Center for Medical Ethics and Health Policy Staff Publications

Publication Date

12-1-2022

Journal

JCO Precision Oncology

DOI

10.1200/PO.22.00239

PMID

36480781

PMCID

PMC10166479

PubMedCentral® Posted Date

12-8-2022

PubMedCentral® Full Text Version

Post-print

Published Open-Access

yes

Keywords

Child, Humans, Cancer Survivors, Neoplasms, Genome-Wide Association Study, Diabetes Mellitus, Risk Factors, DNA Helicases

Abstract

Purpose: To characterize germline genetic risk factors of diabetes mellitus among long-term survivors of childhood cancer.
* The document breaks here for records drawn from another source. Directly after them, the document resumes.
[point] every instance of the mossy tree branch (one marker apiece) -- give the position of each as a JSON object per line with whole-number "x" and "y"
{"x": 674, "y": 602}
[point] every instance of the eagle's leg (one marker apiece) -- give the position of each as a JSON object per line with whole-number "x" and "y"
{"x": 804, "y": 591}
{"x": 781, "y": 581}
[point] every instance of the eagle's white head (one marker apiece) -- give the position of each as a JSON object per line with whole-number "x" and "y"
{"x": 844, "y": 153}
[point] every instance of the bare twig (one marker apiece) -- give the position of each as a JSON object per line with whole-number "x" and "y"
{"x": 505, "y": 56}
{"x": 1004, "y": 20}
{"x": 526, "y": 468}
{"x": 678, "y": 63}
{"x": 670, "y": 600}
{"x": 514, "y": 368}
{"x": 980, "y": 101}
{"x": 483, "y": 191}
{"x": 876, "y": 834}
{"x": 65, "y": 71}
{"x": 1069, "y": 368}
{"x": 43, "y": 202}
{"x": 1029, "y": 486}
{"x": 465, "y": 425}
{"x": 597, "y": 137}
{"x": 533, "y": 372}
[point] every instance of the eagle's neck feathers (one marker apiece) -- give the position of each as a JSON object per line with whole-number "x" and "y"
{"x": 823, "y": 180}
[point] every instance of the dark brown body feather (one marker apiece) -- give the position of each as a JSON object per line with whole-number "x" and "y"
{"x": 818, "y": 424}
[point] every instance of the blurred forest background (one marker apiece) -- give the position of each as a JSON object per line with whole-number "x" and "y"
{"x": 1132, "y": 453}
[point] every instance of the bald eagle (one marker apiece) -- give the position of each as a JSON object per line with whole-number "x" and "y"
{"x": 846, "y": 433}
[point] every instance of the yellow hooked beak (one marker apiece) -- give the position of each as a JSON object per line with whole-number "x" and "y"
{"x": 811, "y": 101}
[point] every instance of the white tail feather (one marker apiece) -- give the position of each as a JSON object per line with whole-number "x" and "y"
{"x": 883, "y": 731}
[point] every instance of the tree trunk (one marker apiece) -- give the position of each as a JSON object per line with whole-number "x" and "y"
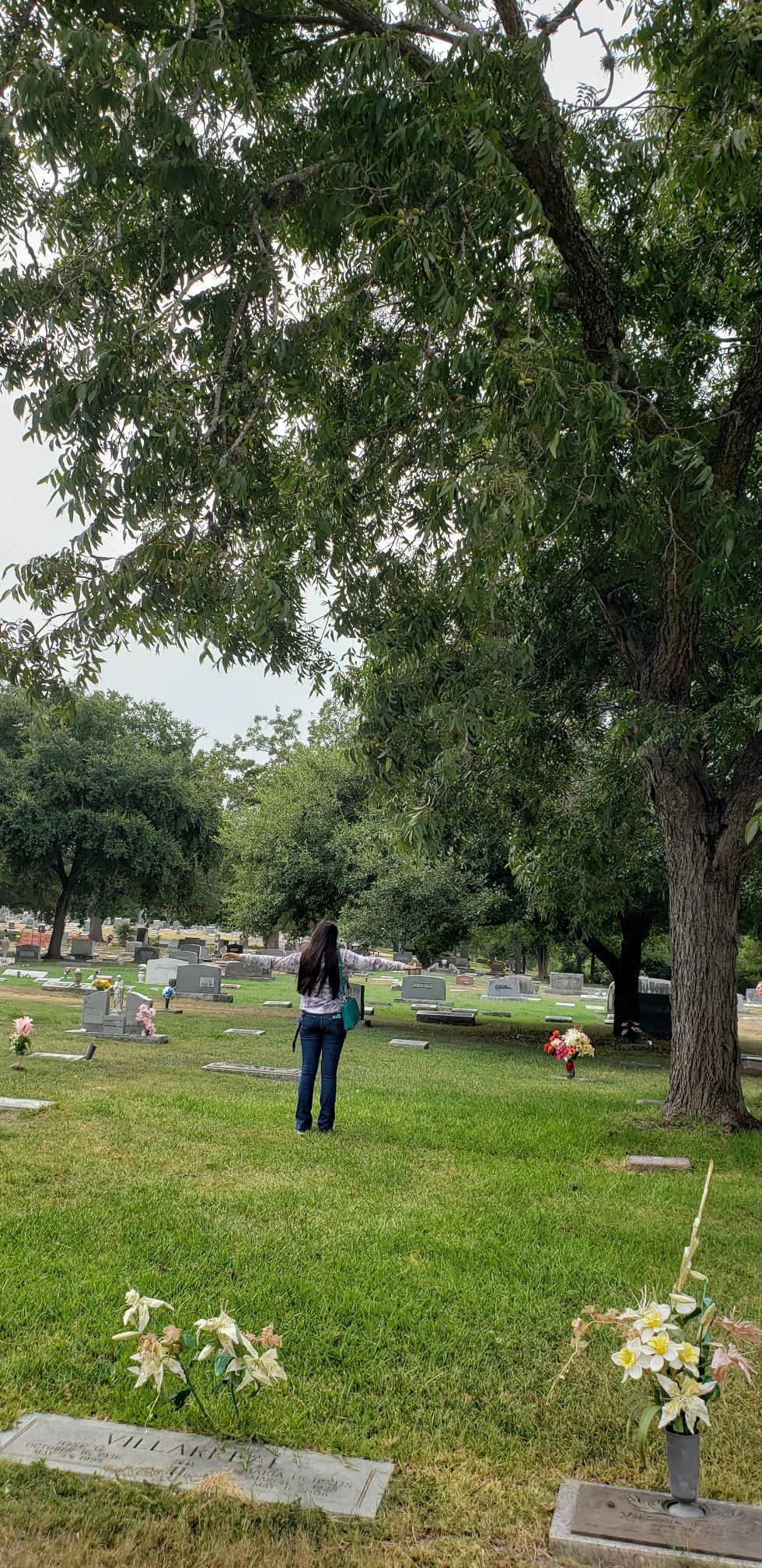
{"x": 706, "y": 852}
{"x": 624, "y": 968}
{"x": 704, "y": 1078}
{"x": 54, "y": 947}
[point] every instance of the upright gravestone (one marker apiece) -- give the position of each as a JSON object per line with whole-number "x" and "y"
{"x": 566, "y": 984}
{"x": 424, "y": 989}
{"x": 201, "y": 984}
{"x": 82, "y": 947}
{"x": 505, "y": 990}
{"x": 160, "y": 971}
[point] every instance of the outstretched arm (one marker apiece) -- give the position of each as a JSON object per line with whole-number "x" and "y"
{"x": 361, "y": 964}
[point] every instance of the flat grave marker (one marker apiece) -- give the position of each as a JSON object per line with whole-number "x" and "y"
{"x": 24, "y": 1104}
{"x": 66, "y": 1055}
{"x": 344, "y": 1487}
{"x": 455, "y": 1015}
{"x": 657, "y": 1162}
{"x": 631, "y": 1528}
{"x": 288, "y": 1074}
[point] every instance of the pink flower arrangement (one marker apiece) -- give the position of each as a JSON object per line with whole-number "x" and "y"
{"x": 146, "y": 1018}
{"x": 23, "y": 1032}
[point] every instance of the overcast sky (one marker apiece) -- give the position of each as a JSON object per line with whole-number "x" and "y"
{"x": 222, "y": 703}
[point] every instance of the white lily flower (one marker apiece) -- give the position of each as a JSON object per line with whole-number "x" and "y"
{"x": 226, "y": 1330}
{"x": 651, "y": 1319}
{"x": 683, "y": 1304}
{"x": 686, "y": 1402}
{"x": 631, "y": 1358}
{"x": 154, "y": 1360}
{"x": 660, "y": 1350}
{"x": 140, "y": 1308}
{"x": 687, "y": 1355}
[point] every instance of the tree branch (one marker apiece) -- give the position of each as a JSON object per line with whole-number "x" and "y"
{"x": 543, "y": 168}
{"x": 740, "y": 425}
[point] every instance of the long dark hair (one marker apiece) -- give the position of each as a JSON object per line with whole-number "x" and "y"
{"x": 320, "y": 960}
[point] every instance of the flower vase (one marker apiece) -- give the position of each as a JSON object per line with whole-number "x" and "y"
{"x": 683, "y": 1460}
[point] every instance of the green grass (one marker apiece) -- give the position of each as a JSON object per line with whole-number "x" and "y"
{"x": 424, "y": 1267}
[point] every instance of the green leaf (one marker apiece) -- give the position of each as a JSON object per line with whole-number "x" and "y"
{"x": 643, "y": 1430}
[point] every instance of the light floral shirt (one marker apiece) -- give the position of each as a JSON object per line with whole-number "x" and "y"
{"x": 323, "y": 1001}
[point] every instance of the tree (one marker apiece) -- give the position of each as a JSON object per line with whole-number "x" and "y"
{"x": 107, "y": 803}
{"x": 532, "y": 345}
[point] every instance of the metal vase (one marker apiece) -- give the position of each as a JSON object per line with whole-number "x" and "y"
{"x": 683, "y": 1458}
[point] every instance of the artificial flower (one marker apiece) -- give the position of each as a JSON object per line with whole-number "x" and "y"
{"x": 687, "y": 1355}
{"x": 651, "y": 1319}
{"x": 660, "y": 1350}
{"x": 728, "y": 1356}
{"x": 226, "y": 1330}
{"x": 740, "y": 1328}
{"x": 140, "y": 1308}
{"x": 686, "y": 1401}
{"x": 154, "y": 1360}
{"x": 631, "y": 1358}
{"x": 684, "y": 1305}
{"x": 268, "y": 1339}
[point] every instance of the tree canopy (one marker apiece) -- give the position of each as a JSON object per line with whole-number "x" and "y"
{"x": 345, "y": 297}
{"x": 109, "y": 805}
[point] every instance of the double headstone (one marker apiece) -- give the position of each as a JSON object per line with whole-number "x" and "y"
{"x": 504, "y": 990}
{"x": 424, "y": 989}
{"x": 566, "y": 984}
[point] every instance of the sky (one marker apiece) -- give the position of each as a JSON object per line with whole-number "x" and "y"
{"x": 225, "y": 703}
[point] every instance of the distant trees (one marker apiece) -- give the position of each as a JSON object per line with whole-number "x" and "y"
{"x": 106, "y": 803}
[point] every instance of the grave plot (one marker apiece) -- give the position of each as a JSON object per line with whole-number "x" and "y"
{"x": 344, "y": 1487}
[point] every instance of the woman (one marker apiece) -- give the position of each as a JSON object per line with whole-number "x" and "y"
{"x": 322, "y": 1032}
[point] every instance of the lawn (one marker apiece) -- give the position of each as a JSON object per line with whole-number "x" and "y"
{"x": 424, "y": 1267}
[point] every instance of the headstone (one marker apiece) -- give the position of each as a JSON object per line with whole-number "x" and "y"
{"x": 195, "y": 981}
{"x": 82, "y": 947}
{"x": 655, "y": 1162}
{"x": 455, "y": 1015}
{"x": 424, "y": 989}
{"x": 504, "y": 990}
{"x": 24, "y": 1104}
{"x": 655, "y": 1013}
{"x": 94, "y": 1010}
{"x": 288, "y": 1074}
{"x": 192, "y": 944}
{"x": 631, "y": 1528}
{"x": 342, "y": 1487}
{"x": 160, "y": 971}
{"x": 565, "y": 984}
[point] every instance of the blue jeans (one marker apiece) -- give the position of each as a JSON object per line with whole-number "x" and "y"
{"x": 322, "y": 1038}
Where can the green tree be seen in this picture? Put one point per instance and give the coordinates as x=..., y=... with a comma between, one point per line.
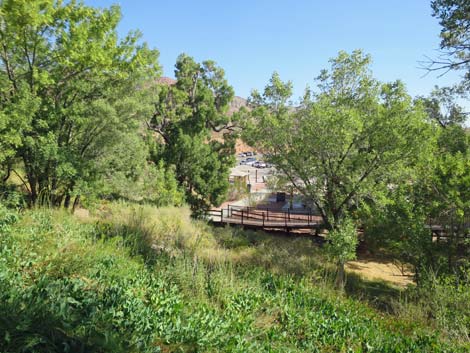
x=81, y=82
x=345, y=144
x=186, y=115
x=454, y=18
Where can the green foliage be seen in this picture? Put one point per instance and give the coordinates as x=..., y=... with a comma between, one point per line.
x=65, y=287
x=186, y=113
x=69, y=92
x=455, y=37
x=343, y=144
x=342, y=242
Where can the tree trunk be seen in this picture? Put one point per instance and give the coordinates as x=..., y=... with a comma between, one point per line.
x=340, y=278
x=76, y=202
x=67, y=200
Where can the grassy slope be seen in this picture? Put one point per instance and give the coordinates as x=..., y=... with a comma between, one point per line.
x=146, y=280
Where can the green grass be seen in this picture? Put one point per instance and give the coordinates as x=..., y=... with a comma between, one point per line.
x=139, y=279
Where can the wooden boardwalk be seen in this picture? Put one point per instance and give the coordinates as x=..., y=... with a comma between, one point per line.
x=264, y=218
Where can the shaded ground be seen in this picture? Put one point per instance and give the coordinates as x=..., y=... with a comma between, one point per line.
x=377, y=269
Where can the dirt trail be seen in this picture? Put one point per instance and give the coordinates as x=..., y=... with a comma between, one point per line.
x=373, y=269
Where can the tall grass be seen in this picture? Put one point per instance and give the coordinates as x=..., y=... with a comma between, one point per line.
x=139, y=279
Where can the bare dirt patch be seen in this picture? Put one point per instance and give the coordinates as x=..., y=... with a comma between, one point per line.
x=376, y=269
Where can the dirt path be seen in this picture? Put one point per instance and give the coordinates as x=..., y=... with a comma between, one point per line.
x=373, y=269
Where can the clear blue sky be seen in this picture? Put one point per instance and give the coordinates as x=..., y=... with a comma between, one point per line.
x=251, y=39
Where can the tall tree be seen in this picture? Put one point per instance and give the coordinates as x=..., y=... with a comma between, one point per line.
x=344, y=144
x=454, y=17
x=186, y=114
x=80, y=79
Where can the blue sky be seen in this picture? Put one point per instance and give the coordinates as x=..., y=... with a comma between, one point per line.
x=251, y=39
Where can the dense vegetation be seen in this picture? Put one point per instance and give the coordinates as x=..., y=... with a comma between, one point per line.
x=87, y=123
x=122, y=282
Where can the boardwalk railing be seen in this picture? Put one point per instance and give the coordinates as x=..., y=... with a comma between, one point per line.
x=265, y=218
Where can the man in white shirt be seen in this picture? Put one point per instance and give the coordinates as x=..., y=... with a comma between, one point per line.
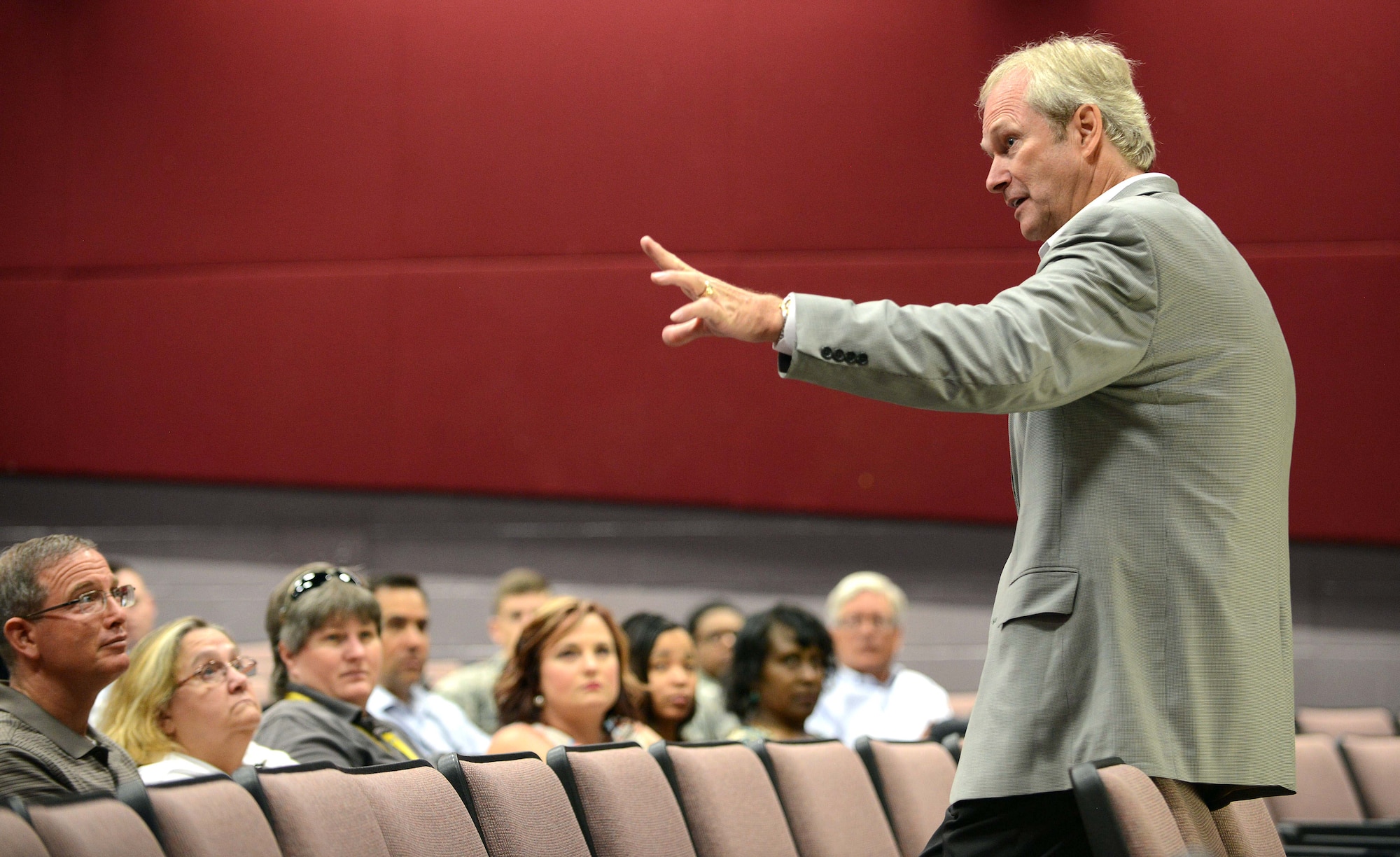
x=870, y=694
x=432, y=723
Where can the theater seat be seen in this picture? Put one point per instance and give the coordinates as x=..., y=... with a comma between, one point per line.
x=727, y=800
x=517, y=803
x=19, y=838
x=1248, y=831
x=1376, y=764
x=1125, y=816
x=94, y=825
x=830, y=799
x=211, y=817
x=913, y=781
x=320, y=811
x=622, y=802
x=419, y=813
x=1325, y=789
x=1348, y=722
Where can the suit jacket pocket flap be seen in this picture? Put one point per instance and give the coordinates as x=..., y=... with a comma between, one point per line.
x=1038, y=592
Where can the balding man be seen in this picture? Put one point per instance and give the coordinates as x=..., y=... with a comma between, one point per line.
x=870, y=694
x=65, y=639
x=1144, y=610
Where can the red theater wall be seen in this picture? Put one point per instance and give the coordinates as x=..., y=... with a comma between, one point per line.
x=393, y=244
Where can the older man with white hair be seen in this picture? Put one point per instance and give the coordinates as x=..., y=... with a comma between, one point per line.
x=870, y=694
x=1144, y=610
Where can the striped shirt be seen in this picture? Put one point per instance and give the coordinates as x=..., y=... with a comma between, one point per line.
x=41, y=757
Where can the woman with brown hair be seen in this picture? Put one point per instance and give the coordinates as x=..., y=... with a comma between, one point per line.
x=568, y=683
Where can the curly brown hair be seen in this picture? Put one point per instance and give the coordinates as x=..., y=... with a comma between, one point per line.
x=519, y=687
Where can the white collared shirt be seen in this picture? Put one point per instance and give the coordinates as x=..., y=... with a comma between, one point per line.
x=788, y=341
x=435, y=725
x=898, y=709
x=178, y=767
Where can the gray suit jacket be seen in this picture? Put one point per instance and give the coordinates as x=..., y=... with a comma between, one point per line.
x=1144, y=610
Methods: Adult survivors of childhood cancer from the Childhood Cancer Survivor Study (CCSS) Original Cohort (n = 5,083; 383 with diabetes) were used to conduct a discovery genome-wide association study. Replication was performed using the CCSS Expansion (n = 2,588; 40 with diabetes) and the St Jude Lifetime (SJLIFE; n = 3,351; 208 with diabetes) cohorts. Risk prediction models, stratified on exposure to abdominal radiation, were calculated using logistic regression including attained age, sex and body mass index, diagnosis, alkylating chemotherapy, age at cancer diagnosis, and a polygenic risk score (PRS) on the basis of 395 diabetes variants from the general population. Area under the receiver operating characteristic curve (AUC) was calculated for models on the basis of traditional risk factors, clinical risk factors, and PRS.

Results: There was a genome-wide significant association of rs55849673-A with diabetes among survivors (odds ratio, 2.9; 95% CI, 2.0 to 4.2; P = 3.7 × 10-8), which is related to expression of ERCC6L2 in the Genotype-Tissue Expression project. The association of rs55849673-A was observed largely among survivors not exposed to abdominal radiation (odds ratio = 3.5, P = 1.1 × 10-7) and the frequency of rs55849673-A was consistently higher among diabetic survivors in the CCSS Expansion and SJLIFE cohorts. Risk prediction models including traditional diabetes risk factors, clinical risk factors and PRS had an optimism-corrected AUC of 0.801, with an AUC of 0.751 in survivors treated with abdominal radiation versus 0.813 in survivors who did not receive abdominal radiation.

Conclusion: There is evidence for a novel locus of diabetes among survivors not exposed to abdominal radiation. Further refinement and validation of clinic-based risk prediction models for diabetes among long-term survivors of childhood cancer is warranted.